Most recently, Hnatyshyn dedicates her works to express her feelings on the current Ukrainian Crisis, where many of her extended family still resides. She has not heard from them since the beginning of the war. Her abstract oil painting named “Red” evokes her raw emotions after the Russian invasion and bombings of Kyiv. She leaves the audience to decide if the colors symbolize love or violence or both.

“So that was very, very emotional for me…the only way I can deal with things in times like that is just to put it all into the work. ('Red') was what came out of it. I work in a lot of different images and things. But when things are happening that are the underpinning of current for everyone, the reason why I do what I do as an artist in the first place — my family and the tragic history of Ukraine,” Hnatyshyn said.

"Red" in Hnatyshyn's studio.
Jiawen Chen
/
Texas Public Radio
"Red" in Hnatyshyn's studio.

In another piece, “The Braidbasket” (2014), Hnatyshyn rendered a collage based on a photograph she took of a woman in a market square when she visited Ukraine in 2012. She identifies the woman in traditional Ukrainian garments heading West, envisioning a brighter future with peoples’ hopes of joining the European Union.

Tying it in with the current situation, Hnatyshyn explains, “Ukraine is the bread basket. Ukraine has a tremendous amount of wheat and other produce that they create to feed other continental nations with. So given what's going on there now, there's a war and there's not enough. The production of wheat is halted, if all the foodstuffs that feed all the continental globe in that area do not get what they need, then these countries are going to starve.”

She added that Ukraine has become a melting pot of Slavic cultures.

So literally when you're saying ‘brother fighting brother,’ it's like one of those things where Ukrainian people have their own identity, but over time, Russians, married Ukrainians. People (come) from neighboring countries because everybody takes trains. So it's like it's a beautiful way to live – being able to go from one place to another and people often speak four or five different languages,” Hnatyshyn said.

"The Braidbasket" (2014)
Mira Hnatyshyn
"The Braidbasket" (2014)

Along the top of the canvas, Hnatyshyn incorporated pieces of traditional embroideries she had sewn. With some strands of the string itself, she has braided them into braids that traditional Ukrainian women wear. The patterns are from “Pysanka” eggs, traditional Ukrainian Easter eggs, just like her mother used to decorate.

Hnatyshyn keeps up with the news and has painted two paintings with blue and yellow — colors of the Ukrainian flag.

“The blue is a symbol of the sky — which is a symbol of freedom — and the yellow is a blessing. Sure, the yellow is the symbol of wheat, and that is bread.
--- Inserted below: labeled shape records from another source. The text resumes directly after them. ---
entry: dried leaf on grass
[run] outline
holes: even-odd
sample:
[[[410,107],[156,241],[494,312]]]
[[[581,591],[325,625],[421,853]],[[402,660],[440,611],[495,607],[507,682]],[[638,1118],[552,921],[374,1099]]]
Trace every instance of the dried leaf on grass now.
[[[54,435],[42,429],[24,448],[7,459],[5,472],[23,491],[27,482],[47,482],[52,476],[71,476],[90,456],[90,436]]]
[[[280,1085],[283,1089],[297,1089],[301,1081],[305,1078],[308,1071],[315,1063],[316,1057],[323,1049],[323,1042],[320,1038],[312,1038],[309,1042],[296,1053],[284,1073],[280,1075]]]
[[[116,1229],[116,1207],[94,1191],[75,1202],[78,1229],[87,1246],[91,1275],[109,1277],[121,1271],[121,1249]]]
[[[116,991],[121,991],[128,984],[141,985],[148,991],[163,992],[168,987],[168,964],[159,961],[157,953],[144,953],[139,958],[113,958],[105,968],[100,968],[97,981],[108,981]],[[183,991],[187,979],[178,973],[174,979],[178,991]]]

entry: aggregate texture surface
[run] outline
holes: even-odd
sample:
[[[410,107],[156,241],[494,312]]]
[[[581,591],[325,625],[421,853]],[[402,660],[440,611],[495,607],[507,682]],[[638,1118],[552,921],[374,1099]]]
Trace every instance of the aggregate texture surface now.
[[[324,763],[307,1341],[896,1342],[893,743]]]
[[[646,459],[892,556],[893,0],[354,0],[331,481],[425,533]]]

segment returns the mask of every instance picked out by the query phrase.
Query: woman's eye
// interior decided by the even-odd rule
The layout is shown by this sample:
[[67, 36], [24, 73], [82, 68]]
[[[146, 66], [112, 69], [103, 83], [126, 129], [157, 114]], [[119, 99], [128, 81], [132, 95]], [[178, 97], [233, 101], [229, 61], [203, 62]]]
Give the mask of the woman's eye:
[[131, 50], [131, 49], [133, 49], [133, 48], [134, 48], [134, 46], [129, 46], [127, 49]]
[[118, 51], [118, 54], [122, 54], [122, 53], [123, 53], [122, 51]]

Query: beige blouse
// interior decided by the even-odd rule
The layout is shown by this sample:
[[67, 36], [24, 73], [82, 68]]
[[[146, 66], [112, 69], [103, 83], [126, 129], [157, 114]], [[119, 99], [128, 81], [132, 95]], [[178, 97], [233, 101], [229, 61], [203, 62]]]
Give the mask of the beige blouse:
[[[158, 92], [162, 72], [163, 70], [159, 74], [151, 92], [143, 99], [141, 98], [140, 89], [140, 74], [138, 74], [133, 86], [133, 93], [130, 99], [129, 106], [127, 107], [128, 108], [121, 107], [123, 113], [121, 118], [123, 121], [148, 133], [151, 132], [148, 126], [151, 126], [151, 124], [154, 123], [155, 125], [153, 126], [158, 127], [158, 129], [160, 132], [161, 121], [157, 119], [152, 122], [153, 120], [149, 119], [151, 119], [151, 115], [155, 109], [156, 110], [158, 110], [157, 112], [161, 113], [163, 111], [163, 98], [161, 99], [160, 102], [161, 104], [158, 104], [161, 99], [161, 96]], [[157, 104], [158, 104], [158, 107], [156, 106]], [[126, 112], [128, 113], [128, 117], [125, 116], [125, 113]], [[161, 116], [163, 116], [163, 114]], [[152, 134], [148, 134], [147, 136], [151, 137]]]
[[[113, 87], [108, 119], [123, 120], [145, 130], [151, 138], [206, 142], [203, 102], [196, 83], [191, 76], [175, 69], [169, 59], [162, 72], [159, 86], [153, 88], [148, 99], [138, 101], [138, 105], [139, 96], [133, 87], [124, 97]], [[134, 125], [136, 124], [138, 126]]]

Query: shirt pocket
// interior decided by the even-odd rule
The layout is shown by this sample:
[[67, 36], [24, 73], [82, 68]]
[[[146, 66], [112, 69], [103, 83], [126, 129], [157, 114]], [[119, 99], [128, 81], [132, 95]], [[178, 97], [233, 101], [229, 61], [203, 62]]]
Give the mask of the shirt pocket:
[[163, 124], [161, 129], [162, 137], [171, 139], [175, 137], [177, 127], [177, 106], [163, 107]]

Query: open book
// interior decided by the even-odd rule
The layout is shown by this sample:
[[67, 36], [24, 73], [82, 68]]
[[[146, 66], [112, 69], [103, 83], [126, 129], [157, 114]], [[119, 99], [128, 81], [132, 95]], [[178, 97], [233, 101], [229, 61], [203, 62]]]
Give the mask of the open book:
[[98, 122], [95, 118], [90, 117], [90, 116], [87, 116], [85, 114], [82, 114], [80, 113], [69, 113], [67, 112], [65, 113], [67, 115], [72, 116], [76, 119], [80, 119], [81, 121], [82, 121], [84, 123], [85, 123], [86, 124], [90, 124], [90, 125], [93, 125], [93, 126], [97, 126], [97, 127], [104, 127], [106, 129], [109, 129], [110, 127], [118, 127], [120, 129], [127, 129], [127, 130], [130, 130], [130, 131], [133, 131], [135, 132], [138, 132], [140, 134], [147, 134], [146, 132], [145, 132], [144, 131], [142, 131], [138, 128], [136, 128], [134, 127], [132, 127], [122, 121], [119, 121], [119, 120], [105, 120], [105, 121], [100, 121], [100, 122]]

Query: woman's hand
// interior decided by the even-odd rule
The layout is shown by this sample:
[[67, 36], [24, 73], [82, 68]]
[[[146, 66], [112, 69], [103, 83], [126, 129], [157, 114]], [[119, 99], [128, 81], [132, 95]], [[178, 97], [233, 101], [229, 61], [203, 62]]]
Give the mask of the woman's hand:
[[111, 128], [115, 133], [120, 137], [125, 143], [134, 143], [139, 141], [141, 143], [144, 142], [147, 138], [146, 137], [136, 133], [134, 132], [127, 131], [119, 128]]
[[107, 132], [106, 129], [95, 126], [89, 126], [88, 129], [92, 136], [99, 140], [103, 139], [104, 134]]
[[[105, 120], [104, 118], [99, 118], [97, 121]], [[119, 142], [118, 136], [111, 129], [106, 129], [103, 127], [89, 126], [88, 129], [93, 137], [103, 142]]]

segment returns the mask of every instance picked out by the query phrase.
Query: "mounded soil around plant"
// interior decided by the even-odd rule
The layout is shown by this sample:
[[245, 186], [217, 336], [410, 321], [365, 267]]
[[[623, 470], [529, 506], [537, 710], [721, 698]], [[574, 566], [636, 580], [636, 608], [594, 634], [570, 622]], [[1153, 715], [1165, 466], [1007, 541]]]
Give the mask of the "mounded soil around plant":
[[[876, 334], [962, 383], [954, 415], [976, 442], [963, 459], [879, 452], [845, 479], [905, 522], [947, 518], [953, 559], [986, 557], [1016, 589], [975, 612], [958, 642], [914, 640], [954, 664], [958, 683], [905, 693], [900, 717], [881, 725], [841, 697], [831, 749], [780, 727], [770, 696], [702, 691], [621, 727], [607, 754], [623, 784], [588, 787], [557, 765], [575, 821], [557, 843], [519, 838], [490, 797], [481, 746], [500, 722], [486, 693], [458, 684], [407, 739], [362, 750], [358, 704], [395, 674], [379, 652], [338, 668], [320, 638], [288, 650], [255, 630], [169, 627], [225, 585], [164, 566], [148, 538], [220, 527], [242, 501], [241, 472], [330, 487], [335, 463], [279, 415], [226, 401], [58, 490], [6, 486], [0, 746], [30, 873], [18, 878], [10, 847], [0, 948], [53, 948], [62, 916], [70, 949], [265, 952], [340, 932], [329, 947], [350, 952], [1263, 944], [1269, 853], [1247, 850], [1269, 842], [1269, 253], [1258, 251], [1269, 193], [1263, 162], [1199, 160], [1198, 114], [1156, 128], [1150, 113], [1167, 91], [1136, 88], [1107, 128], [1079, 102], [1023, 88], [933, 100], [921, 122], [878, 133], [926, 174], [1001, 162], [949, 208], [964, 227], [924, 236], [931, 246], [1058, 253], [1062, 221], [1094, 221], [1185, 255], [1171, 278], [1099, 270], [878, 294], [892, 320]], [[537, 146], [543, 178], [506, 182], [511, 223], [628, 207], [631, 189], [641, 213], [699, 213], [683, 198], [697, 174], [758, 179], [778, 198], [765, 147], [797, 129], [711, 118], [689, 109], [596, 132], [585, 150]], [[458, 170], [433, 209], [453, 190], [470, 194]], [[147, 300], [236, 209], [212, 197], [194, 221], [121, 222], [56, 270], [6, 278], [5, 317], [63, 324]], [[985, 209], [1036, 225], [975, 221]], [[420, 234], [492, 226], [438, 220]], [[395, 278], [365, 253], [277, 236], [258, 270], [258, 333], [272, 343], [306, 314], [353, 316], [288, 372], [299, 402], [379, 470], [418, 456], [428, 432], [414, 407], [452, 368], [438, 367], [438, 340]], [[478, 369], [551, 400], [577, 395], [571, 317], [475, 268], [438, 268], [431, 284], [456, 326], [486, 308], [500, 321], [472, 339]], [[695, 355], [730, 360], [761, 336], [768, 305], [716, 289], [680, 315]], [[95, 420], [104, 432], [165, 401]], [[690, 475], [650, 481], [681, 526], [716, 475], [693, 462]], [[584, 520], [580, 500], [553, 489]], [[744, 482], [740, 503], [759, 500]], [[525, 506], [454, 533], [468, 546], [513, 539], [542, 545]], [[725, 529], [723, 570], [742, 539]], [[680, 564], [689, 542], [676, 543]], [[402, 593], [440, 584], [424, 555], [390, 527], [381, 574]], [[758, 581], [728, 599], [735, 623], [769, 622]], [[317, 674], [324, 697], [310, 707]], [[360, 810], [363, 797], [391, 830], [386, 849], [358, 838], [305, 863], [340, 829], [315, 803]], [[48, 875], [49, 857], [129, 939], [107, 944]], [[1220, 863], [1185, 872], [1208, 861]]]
Basically, it's freedom over bread is the interpretation of that, so would that means that when we can feed nations, we are free. If we cannot feed nations around us, then none of us are free.”

In “Freedom Holding The Bread,” a yellow figure is uplifted and held by a larger blue silhouette. Hnatyshyn explains that this resembles hope of “sky above grain” or “freedom above bread,” she (Ukraine) is the matriarch feeding millions of people in the world.

"Freedom Holding the Bread" (2022).
Mira Hnatyshyn
"Freedom Holding the Bread" (2022).

Onto "Fatal Run-Kyiv," Hnatyshyn uses a different media and recreates a digital image of only yellow-filled silhouettes with a light blue background. She referenced a New York Times image of a family being massacred when fleeing from Kyiv, March 6, 2022.

"Fatal Run-Kyiv" (2022).
Mira Hnatyshyn
"Fatal Run-Kyiv" (2022).

Above all, Mira Hnatyshyn is devoted to her stance against war and as an artist she declares “I create my art in a way — the art is a peaceful protest as well, you know? And I don't want to hold on to any kind of animosity for anybody. The Russian people themselves also, you know, not don't want war.”